Biography:

Kathy Kreiner made her first of three Olympic appearances at Sapporo 1972 with modest results in the slalom and downhill. Her second Olympics at Innsbruck 1976 weren’t going terribly well either having finished 19th in the downhill and not finishing the slalom. But on Friday the 13th, a confident 18-year-old Kreiner just knew she was going to win despite being such a long shot. She was the first skier out of the start hut posting the time to beat, which no one did – including the prohibitive favourite, German Rosi Mittermaier, who finished 0.12 seconds behind and was attempting to become the first woman to sweep all three Olympic alpine skiing titles in one Games, having won the first two. Kreiner won the same Olympic gold medal Nancy Greene had eight years earlier at Grenoble 1968. She had become the youngest-ever alpine skiing Olympic champion and produced the only gold medal by a Canadian at Innsbruck 1976. Kreiner did not defend her Olympic title at Lake Placid 1980, but had impressive finishes of fifth in the downhill, ninth in the giant slalom and 15th in the slalom.

The youngest of six children, Kreiner who was coached by her father, was a natural on the slopes. She was on skis by three and racing by seven. She was inspired by stories of Grenoble 1968 told by her father who was the Canadian team doctor and saw Nancy Greene win her giant slalom gold. At 12, Kreiner was the youngest ever to win the Mt. Tremblant Taschereau downhill race and at 14 she was invited to join the national team. Kreiner’s first World Cup podium finish was in 1973 and the following year she had her first and only World Cup victory at age 16 at Pfronten, Germany, winning by one second. After a decade on the World Cup circuit, Kreiner finished with one victory, seven podium finishes (one downhill, six giant slalom) and 45 top-10 finishes. By virtue of her 1976 Olympic title, Kreiner was also the concurrent world champion. She won five gold and six silver medals at the national championships.

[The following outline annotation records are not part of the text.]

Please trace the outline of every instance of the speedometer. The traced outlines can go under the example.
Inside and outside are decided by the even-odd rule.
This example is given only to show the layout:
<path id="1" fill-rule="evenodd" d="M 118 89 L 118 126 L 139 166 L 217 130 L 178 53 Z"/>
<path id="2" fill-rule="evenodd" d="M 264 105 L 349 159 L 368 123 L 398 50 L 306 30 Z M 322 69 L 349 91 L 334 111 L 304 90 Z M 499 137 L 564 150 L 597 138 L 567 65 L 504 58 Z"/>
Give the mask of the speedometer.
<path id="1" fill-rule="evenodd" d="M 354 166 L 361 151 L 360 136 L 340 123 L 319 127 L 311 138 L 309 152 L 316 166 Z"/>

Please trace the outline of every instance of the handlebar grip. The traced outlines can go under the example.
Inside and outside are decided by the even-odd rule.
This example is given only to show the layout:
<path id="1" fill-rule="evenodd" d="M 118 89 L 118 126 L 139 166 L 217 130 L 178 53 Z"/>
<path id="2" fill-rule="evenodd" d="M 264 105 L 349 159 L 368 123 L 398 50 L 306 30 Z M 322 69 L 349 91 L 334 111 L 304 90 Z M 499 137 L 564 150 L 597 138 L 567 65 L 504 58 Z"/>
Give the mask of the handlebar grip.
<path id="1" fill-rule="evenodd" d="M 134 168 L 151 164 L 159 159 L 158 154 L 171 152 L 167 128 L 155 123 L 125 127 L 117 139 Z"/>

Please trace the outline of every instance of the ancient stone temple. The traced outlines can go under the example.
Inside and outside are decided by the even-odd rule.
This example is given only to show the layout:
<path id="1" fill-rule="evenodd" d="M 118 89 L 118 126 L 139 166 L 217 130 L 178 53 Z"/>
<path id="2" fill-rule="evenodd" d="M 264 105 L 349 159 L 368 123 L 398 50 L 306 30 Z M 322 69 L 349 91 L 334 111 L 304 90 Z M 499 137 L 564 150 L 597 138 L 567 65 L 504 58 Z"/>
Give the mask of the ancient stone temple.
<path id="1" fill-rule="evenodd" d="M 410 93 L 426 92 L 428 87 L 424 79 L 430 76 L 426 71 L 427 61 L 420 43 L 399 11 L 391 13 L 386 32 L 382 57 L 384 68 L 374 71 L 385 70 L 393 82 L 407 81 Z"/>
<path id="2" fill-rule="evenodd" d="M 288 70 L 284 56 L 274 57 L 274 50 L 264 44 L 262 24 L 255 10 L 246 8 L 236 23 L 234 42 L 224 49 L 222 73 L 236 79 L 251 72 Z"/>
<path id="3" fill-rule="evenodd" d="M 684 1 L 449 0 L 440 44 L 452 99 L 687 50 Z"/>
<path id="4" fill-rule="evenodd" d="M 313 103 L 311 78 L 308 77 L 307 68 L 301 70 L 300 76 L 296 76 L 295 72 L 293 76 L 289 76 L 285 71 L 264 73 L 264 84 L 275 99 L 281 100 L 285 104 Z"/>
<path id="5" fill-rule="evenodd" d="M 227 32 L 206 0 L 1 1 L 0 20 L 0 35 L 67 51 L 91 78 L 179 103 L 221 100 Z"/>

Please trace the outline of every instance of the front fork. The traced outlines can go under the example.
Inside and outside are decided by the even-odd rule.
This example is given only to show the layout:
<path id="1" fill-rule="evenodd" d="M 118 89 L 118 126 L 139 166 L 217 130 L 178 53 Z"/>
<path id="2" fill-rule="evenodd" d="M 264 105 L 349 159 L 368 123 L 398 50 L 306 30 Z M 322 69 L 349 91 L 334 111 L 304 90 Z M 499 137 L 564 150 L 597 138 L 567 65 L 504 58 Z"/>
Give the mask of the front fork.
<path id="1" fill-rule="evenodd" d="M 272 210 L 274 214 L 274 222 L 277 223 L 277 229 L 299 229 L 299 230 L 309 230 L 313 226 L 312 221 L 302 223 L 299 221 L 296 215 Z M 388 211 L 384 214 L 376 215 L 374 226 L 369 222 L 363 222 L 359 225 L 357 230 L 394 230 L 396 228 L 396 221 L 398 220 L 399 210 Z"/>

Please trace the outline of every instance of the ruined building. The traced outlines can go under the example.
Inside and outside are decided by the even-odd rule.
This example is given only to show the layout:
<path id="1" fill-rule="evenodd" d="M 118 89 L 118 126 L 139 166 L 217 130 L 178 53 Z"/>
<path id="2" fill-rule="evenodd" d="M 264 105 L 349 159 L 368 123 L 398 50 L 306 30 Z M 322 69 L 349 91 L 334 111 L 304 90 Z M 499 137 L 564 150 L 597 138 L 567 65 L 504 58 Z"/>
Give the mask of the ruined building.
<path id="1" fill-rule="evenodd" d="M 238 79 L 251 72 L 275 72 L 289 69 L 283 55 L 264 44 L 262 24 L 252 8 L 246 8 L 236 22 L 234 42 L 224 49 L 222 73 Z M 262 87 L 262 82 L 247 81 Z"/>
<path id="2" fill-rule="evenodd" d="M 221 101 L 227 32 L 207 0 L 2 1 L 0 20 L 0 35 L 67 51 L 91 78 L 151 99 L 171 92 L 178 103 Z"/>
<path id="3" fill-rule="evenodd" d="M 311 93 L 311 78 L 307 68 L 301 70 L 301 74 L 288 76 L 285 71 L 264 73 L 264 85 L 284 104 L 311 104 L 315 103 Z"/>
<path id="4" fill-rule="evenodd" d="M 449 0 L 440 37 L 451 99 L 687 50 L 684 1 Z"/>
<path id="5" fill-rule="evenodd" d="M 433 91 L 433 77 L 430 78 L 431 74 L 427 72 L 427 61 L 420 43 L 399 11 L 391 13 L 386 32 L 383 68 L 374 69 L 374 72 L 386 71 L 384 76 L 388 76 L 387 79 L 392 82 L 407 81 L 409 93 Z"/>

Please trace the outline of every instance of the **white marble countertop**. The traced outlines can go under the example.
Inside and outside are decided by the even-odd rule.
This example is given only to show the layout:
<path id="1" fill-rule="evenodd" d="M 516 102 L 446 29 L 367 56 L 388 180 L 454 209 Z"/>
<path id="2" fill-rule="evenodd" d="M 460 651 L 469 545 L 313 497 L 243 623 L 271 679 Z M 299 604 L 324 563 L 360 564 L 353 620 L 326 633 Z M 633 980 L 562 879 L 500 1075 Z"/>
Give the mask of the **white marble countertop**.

Kreiner left the national team in 1980 and competed for a year as an independent skier. Following her retirement from racing in 1981, she earned a Master’s degree in sports psychology from the University of Ottawa. Staying close to sport, Kreiner pursued a career as an elite athlete mental trainer specializing in neuro feedback. Settling in Vancouver, British Columbia, she married former freestyle skier Dave Phillips and together they had three children. She became a competitive slalom water skier, continued to ski recreationally, hike and volunteer in her community. At Calgary 1988, Kreiner was a bearer of the Olympic flag in the Opening Ceremony. Her sister Laurie was a two-time Olympian (1972, 1976) in alpine skiing with her best finish just off the podium in fourth in giant slalom at Sapporo 1972.

In 1976, Kreiner received the Bobbie Rosenfeld Award as Canada’s top female athlete and was inducted into Canada’s Sports and Canadian Olympic Halls of Fame; the Canadian Skiing Hall of Fame in 1984 and Ontario Sports Hall of Fame in 2002. In 2015, she was inducted along with her father as a builder, posthumously, and sister into the Timmins Sports Hall of Fame.